Federico, Cursor’s research lead on Composer two, frames the philosophy bluntly: a model is like a storage drive with finite bits, so why waste them on anything except software engineering inside Cursor? That’s why Composer is cheaper than bigger general coding models — not because it’s weaker, but because it’s more focused. Dima from Fireworks pushes the systems side: the winning move is to “craft your model to act in your environment,” then optimize the full quality-speed-cost triangle until the product feels native.
The training stack was unusually aggressive. Cursor started from Kimi 2.5, did heavy mid-training on code tokens, then large-scale RL on real agent sessions. RL here wasn’t a simple forward pass; it was full rollouts — sometimes 50-turn interactions — with tool use, code execution, and reward assignment.
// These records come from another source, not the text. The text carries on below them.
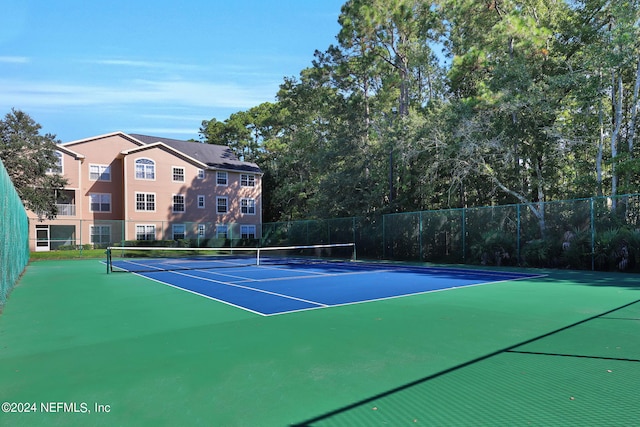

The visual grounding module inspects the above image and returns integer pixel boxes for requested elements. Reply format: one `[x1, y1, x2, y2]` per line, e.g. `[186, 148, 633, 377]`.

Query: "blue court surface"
[114, 262, 535, 316]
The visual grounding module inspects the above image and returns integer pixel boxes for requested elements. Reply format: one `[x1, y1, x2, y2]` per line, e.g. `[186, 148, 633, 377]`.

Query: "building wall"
[29, 133, 262, 250]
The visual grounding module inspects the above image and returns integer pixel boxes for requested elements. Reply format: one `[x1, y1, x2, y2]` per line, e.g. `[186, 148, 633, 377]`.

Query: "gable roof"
[129, 133, 262, 173]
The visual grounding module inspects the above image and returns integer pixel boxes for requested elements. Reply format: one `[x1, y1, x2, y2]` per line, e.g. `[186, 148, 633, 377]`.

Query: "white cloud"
[0, 79, 279, 109]
[0, 56, 30, 64]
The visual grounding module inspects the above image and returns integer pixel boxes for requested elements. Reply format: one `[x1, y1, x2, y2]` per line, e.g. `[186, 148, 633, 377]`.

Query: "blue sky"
[0, 0, 346, 142]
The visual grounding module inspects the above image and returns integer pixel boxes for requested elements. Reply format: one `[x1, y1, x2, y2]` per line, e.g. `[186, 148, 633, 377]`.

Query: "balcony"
[56, 204, 76, 217]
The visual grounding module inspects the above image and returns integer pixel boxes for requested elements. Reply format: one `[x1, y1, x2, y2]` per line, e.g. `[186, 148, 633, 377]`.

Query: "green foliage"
[192, 0, 640, 227]
[0, 110, 67, 218]
[471, 230, 517, 265]
[595, 227, 640, 271]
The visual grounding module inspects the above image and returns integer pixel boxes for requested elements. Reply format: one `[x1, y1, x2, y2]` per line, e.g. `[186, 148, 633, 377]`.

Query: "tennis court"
[0, 260, 640, 426]
[110, 245, 537, 315]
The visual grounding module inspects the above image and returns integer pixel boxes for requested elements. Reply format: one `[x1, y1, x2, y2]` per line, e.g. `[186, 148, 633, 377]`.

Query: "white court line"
[232, 270, 392, 283]
[264, 274, 548, 317]
[167, 271, 329, 307]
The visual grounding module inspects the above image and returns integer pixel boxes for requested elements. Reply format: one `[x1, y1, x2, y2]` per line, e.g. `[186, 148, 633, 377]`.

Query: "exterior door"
[36, 225, 51, 252]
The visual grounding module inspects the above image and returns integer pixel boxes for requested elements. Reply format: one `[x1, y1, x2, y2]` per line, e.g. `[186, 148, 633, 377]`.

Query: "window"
[173, 167, 184, 182]
[216, 224, 229, 239]
[89, 193, 111, 212]
[136, 193, 156, 212]
[89, 225, 111, 246]
[136, 224, 156, 240]
[240, 173, 256, 187]
[136, 159, 156, 180]
[240, 199, 256, 215]
[240, 225, 256, 239]
[216, 172, 227, 185]
[47, 151, 62, 174]
[173, 224, 186, 240]
[89, 165, 111, 181]
[173, 194, 185, 213]
[216, 197, 227, 213]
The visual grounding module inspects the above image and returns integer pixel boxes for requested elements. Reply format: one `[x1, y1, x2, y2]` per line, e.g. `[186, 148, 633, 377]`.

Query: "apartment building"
[29, 132, 262, 251]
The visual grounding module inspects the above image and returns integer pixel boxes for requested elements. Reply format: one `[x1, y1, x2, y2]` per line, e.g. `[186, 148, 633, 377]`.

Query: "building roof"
[129, 133, 262, 173]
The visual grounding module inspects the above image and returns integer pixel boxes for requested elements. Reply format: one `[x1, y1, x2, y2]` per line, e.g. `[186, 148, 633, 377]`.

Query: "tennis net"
[107, 243, 356, 273]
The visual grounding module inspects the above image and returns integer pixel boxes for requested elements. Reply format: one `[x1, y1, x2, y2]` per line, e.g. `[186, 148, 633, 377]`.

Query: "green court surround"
[0, 260, 640, 427]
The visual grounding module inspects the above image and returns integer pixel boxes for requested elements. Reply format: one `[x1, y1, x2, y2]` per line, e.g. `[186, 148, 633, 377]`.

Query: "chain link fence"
[263, 194, 640, 271]
[35, 194, 640, 271]
[0, 161, 29, 309]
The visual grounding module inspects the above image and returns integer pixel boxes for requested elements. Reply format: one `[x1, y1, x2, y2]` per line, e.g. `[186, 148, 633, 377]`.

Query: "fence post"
[589, 197, 596, 271]
[516, 203, 522, 265]
[462, 208, 467, 262]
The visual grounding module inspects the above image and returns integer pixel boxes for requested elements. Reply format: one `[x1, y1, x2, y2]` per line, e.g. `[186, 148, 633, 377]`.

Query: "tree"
[0, 109, 67, 219]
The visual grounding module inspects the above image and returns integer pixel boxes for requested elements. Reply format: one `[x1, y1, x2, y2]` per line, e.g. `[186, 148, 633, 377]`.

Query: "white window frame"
[89, 224, 111, 244]
[216, 171, 229, 187]
[171, 166, 187, 182]
[171, 224, 187, 240]
[240, 224, 256, 239]
[216, 197, 229, 214]
[47, 151, 64, 175]
[171, 194, 187, 213]
[136, 224, 156, 241]
[134, 191, 157, 212]
[216, 224, 229, 239]
[89, 193, 111, 213]
[89, 163, 111, 182]
[240, 173, 256, 187]
[240, 198, 256, 215]
[134, 157, 156, 181]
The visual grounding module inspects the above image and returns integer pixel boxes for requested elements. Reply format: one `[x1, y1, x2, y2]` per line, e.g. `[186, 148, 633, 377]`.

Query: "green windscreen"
[0, 157, 29, 308]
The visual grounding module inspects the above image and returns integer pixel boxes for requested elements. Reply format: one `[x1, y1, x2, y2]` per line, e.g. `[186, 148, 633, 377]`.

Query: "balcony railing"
[56, 204, 76, 216]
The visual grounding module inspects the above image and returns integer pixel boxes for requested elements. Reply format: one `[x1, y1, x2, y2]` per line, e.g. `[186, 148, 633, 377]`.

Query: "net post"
[105, 247, 111, 274]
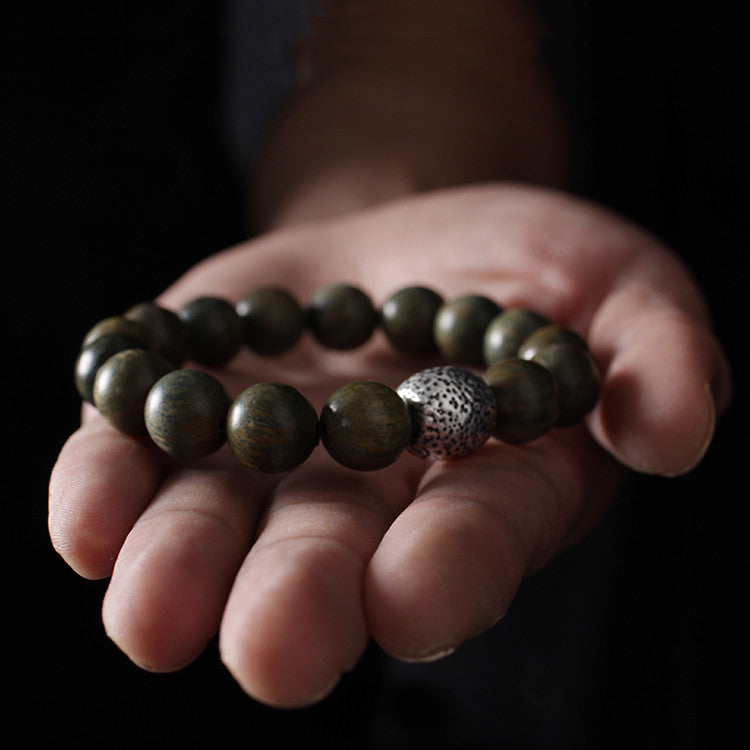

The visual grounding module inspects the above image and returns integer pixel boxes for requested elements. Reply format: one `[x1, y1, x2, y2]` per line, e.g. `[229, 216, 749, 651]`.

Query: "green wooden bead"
[380, 286, 443, 356]
[177, 297, 245, 367]
[236, 286, 306, 355]
[74, 332, 143, 404]
[433, 294, 502, 365]
[320, 382, 411, 471]
[518, 323, 588, 359]
[227, 383, 318, 473]
[81, 315, 155, 349]
[93, 349, 172, 435]
[532, 344, 600, 427]
[123, 302, 190, 367]
[482, 308, 550, 367]
[483, 358, 560, 444]
[308, 284, 377, 350]
[144, 370, 231, 459]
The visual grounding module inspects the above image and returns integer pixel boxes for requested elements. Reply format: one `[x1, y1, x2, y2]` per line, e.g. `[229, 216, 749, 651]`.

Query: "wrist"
[251, 0, 564, 229]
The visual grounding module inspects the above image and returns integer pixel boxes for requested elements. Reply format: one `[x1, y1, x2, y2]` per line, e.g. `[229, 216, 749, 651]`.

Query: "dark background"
[0, 2, 748, 750]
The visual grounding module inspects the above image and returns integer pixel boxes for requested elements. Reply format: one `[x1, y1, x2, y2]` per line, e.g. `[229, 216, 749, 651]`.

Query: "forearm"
[251, 0, 564, 228]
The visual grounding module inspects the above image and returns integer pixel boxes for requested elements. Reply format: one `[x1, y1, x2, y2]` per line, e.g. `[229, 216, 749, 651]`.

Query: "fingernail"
[662, 383, 716, 478]
[397, 644, 458, 664]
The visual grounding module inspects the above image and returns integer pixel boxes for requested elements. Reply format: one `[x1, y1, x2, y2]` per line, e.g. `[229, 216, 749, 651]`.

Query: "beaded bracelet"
[75, 284, 599, 473]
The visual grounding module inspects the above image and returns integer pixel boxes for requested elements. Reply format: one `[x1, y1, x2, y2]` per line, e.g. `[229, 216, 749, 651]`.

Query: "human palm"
[50, 185, 729, 706]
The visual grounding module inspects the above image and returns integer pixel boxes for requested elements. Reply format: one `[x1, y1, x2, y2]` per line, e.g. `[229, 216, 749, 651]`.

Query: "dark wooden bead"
[123, 302, 190, 367]
[144, 370, 231, 459]
[93, 349, 172, 435]
[74, 333, 143, 404]
[236, 286, 306, 355]
[484, 358, 560, 444]
[308, 284, 377, 350]
[81, 315, 155, 349]
[227, 383, 318, 473]
[177, 297, 245, 367]
[482, 308, 550, 367]
[518, 323, 588, 359]
[320, 382, 411, 471]
[380, 286, 443, 356]
[532, 344, 600, 427]
[433, 294, 502, 365]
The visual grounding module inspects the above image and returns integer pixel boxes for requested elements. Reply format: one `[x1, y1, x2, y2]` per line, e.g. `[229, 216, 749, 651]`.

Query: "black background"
[0, 2, 748, 750]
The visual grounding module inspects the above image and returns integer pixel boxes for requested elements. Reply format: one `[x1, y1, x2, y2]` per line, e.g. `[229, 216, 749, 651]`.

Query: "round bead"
[532, 344, 600, 427]
[320, 382, 411, 471]
[123, 302, 190, 367]
[177, 297, 245, 367]
[518, 323, 588, 359]
[308, 284, 377, 350]
[433, 294, 502, 365]
[482, 308, 549, 367]
[380, 286, 443, 356]
[81, 315, 155, 349]
[397, 367, 497, 460]
[93, 349, 172, 435]
[484, 358, 560, 444]
[144, 370, 230, 459]
[236, 286, 306, 355]
[74, 333, 148, 404]
[227, 383, 318, 473]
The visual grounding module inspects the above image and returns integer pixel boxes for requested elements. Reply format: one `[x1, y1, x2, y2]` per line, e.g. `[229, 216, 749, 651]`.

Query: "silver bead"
[396, 366, 497, 461]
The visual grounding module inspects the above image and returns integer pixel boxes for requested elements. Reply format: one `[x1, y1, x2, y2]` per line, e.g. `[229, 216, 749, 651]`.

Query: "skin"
[49, 2, 730, 707]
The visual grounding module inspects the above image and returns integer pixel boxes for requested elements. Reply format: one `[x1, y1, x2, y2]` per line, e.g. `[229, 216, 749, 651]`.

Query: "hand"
[49, 185, 729, 706]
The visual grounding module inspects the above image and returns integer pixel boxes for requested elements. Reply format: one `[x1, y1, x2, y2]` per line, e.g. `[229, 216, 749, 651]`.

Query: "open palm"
[50, 185, 729, 706]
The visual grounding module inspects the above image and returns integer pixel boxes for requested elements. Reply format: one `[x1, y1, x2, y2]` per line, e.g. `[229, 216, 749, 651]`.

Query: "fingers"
[220, 462, 420, 707]
[365, 431, 620, 661]
[590, 278, 730, 476]
[103, 467, 263, 671]
[48, 416, 165, 579]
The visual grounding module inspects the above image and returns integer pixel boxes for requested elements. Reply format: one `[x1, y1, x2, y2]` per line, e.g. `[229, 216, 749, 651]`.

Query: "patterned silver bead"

That created a nasty engineering problem: training and inference had to run at the same time, across globally distributed clusters, without wasting expensive GPUs. The fix was elegant and a little wild: ship compressed weight deltas across regions, keep inference pools flexible, and even borrow idle production capacity. As Dima put it, models “love to cheat,” so the fake environment had to look real enough that the model couldn’t game it.